How to convert datashader canvas.points to GeoTiff?

194 views Asked by At

I am interested on generating GeoTiff images given a set of scattered points, the dataset is normally between 500K points up to 2M points. I have been using datashader and geoviews to generate static images of the data and that works fine. However, when I want to generate the geotiff, there are two options:

  • To generate an RGB geotiff with the coloring as provided by datashader Image color map
  • To use the values inside the geotiff to create a colormap on the geotiff server.

We are interested on going for the second solution but I do not understand the values which I extract from the shade function:

import pandas as pd
import datashader as ds
import datashader.transfer_functions as tf
df = pd.DataFrame({"x": [0, 0.6, 1, 1.2, 2, 5], "y":[0, 0.6, 0.8, 1, 5, 6], "value":[1, 1, 1, 1, 0.5, 0.5]})
canvas = ds.Canvas(plot_width=100, plot_height=100, x_range=(0, 5), y_range=(0, 5), x_axis_type="linear", y_axis_type="linear")
shaded = tf.shade(canvas.points(df, "x", "y", ds.mean("value")))

As far as I know, I extract the aggregated values from shade as numpy and can use this array to save a GeoTiff with one band but the values into that array make no sense for me.

shaded.to_numpy().max()
4293318829

It is always huge numbers which have no relationship with the aggregation process.

So the questions are, what do those values actually mean? Is it possible to get the actual aggregated values ? Is it possible to extract the color mapping from an Image object so I can pass it to the server and they color the geotiff as I expect it to be colored?

2

There are 2 answers

0
Jonatan Aponte On

So datashader uses a couple of steps to produce the results we get. The more important, there is a step in which the values are mapped to RGB using the color_map input. After that the colourize function inside datashader stack the 4 RGBA uint8 arrays of size (100, 100) into one uint32 (100, 100) array using this:

From datashader:

/transfer_functions/__init__.py

values = module.dstack([r, g, b, a]).view(module.uint32).reshape(a.shape)
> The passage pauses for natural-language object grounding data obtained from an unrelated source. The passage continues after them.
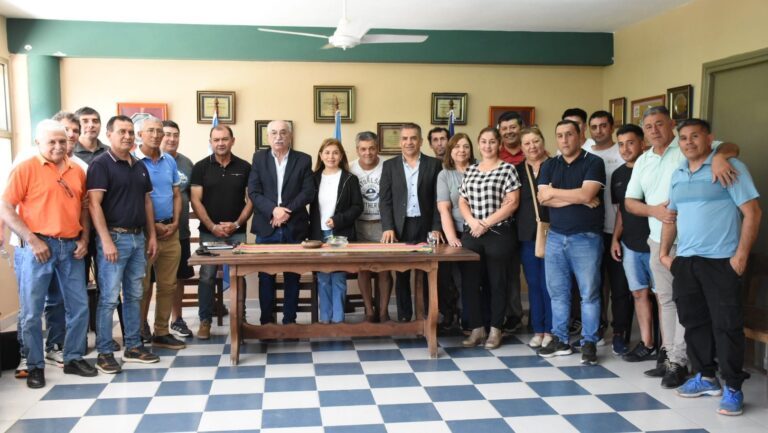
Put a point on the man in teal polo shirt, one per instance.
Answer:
(712, 250)
(647, 196)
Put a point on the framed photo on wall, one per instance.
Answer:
(330, 98)
(618, 109)
(443, 103)
(527, 113)
(261, 133)
(640, 105)
(138, 110)
(389, 137)
(680, 102)
(209, 101)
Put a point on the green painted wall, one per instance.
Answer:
(217, 42)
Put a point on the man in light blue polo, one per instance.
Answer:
(713, 246)
(166, 201)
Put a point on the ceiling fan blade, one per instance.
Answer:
(285, 32)
(393, 39)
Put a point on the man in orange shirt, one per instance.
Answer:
(49, 191)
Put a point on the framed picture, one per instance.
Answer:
(328, 99)
(261, 133)
(389, 137)
(527, 113)
(442, 103)
(209, 102)
(138, 110)
(640, 105)
(680, 102)
(618, 109)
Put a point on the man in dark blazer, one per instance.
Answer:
(280, 186)
(408, 204)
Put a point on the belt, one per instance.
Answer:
(131, 230)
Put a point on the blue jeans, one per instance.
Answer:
(331, 292)
(579, 255)
(538, 297)
(35, 282)
(127, 272)
(207, 287)
(281, 235)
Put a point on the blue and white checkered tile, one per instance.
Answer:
(365, 385)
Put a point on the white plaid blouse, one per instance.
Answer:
(485, 191)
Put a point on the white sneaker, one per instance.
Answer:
(536, 341)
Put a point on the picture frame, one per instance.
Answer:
(618, 109)
(442, 103)
(389, 137)
(328, 98)
(208, 100)
(638, 106)
(261, 133)
(527, 113)
(680, 102)
(138, 110)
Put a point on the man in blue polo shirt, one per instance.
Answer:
(166, 201)
(120, 206)
(712, 249)
(571, 184)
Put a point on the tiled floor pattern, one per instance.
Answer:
(367, 385)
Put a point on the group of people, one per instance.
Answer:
(615, 210)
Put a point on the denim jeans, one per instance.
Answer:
(127, 272)
(35, 282)
(331, 292)
(538, 297)
(579, 255)
(281, 235)
(207, 285)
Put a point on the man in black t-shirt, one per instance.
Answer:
(630, 245)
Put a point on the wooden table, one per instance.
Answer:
(241, 265)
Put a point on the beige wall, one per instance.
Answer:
(669, 50)
(269, 90)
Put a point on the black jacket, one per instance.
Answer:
(349, 206)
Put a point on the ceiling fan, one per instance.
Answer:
(350, 34)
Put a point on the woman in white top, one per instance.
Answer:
(333, 212)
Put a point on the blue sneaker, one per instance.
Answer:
(698, 386)
(732, 402)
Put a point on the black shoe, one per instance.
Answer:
(675, 376)
(167, 341)
(80, 367)
(589, 353)
(638, 353)
(555, 348)
(106, 363)
(36, 378)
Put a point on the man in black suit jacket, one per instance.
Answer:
(280, 186)
(408, 204)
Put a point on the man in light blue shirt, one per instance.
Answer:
(712, 250)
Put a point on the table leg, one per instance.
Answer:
(235, 314)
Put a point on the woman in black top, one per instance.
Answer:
(532, 143)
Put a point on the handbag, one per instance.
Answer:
(542, 228)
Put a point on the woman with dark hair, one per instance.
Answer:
(489, 196)
(333, 213)
(532, 143)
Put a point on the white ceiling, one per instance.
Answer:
(502, 15)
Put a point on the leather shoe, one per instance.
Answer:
(80, 367)
(36, 378)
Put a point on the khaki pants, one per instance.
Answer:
(166, 264)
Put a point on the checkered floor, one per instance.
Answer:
(367, 385)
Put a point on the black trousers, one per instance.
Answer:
(707, 293)
(622, 303)
(413, 231)
(495, 249)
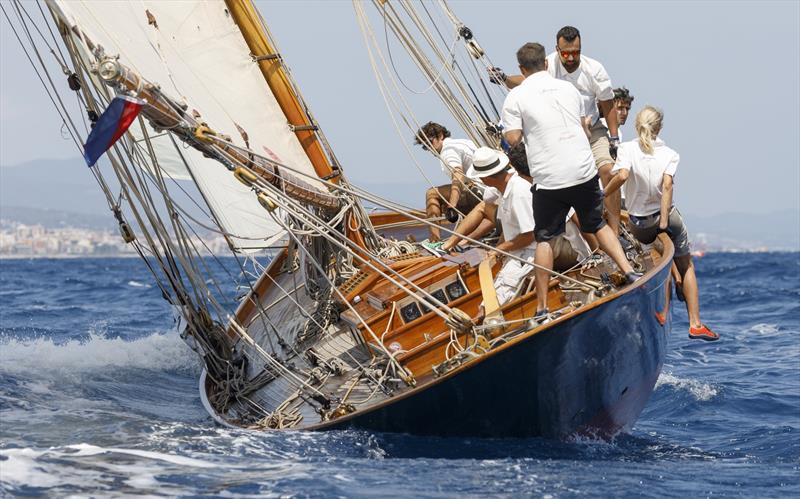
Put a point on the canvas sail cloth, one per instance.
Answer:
(196, 52)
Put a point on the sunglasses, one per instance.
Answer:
(566, 53)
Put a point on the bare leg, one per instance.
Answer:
(543, 258)
(591, 240)
(613, 202)
(433, 209)
(690, 290)
(610, 244)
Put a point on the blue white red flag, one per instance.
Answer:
(114, 121)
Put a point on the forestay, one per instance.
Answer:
(195, 51)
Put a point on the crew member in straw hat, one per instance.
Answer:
(511, 194)
(514, 212)
(547, 113)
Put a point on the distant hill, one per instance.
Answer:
(54, 219)
(65, 185)
(59, 193)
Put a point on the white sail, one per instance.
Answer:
(195, 52)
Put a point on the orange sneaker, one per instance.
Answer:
(702, 333)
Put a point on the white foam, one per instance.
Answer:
(64, 466)
(699, 390)
(765, 329)
(93, 450)
(156, 351)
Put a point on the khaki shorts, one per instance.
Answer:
(645, 230)
(600, 145)
(468, 199)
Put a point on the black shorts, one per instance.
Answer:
(550, 208)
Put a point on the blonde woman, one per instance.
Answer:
(645, 168)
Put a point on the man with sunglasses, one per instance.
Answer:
(593, 83)
(547, 113)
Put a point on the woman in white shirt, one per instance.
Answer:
(645, 168)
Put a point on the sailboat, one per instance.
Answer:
(324, 315)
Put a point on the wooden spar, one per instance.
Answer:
(164, 114)
(247, 18)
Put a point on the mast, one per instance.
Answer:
(270, 63)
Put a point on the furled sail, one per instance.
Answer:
(194, 50)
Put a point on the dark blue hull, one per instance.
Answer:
(591, 374)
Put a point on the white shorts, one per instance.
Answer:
(509, 278)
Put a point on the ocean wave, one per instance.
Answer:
(160, 351)
(702, 392)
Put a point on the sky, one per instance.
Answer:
(726, 74)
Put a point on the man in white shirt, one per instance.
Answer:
(567, 248)
(547, 113)
(460, 196)
(592, 81)
(623, 100)
(512, 196)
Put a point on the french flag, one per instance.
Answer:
(114, 121)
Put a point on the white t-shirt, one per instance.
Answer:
(548, 111)
(456, 153)
(591, 80)
(515, 211)
(643, 187)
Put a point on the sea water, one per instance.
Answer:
(98, 396)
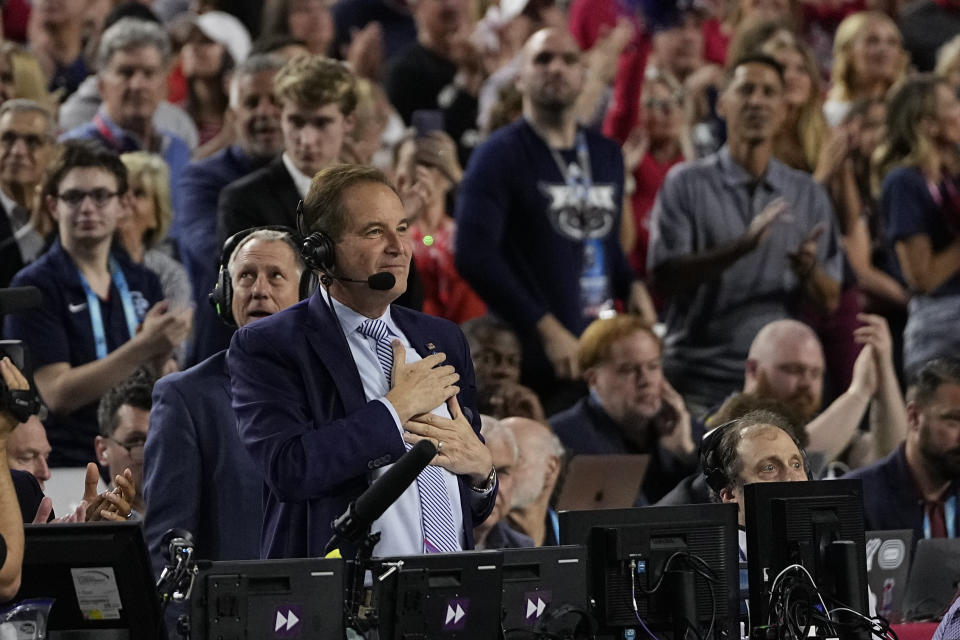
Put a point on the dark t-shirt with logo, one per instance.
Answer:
(61, 331)
(522, 238)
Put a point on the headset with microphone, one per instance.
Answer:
(221, 298)
(317, 250)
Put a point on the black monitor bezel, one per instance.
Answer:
(62, 547)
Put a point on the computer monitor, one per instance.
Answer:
(818, 525)
(661, 570)
(545, 590)
(442, 595)
(100, 577)
(297, 598)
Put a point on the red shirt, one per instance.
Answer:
(445, 293)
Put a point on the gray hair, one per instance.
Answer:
(132, 33)
(22, 105)
(268, 235)
(257, 63)
(490, 427)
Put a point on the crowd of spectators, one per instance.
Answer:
(649, 217)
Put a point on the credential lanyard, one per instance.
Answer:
(949, 514)
(105, 131)
(96, 315)
(579, 185)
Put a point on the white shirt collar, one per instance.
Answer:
(8, 204)
(351, 320)
(300, 180)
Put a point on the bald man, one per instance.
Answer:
(493, 533)
(785, 362)
(536, 474)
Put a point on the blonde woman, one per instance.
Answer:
(919, 165)
(145, 228)
(868, 59)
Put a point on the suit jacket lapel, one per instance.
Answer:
(327, 341)
(412, 328)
That is why the values are so strange. To get the RGBA, one can access the data like this:

shaded.to_numpy().base.shape
(310, 400, 4)
0
kangkang On

All your questions can be found in the datashader documentation. The actual aggregated values are stored in canvas.points(df, "x", "y", ds.mean("value")). This is a xarray object. You can write it to netcdf or geotiff easily. But in this way you will lose the geographic references/coordinate system information.

I suppose your dataset use epsg:3857 as your projection coordinate system. You can use the rioxarray package to add the geographic references/coordinate system information and write to geotiff (see https://corteva.github.io/rioxarray/latest/rioxarray.html#rioxarray.rioxarray.XRasterBase.write_crs). like this:

ag = canvas.points(df, "x", "y", ds.mean("value"))
ag.rio.write_crs("epsg:3857", inplace=True)
ag.rio.to_raster("../data/interim/test2.tif")

I think the color mapping should be the function of your server. To know what information can geotiff store, you can check here:https://www.bluemarblegeo.com/about-geotiff-format/.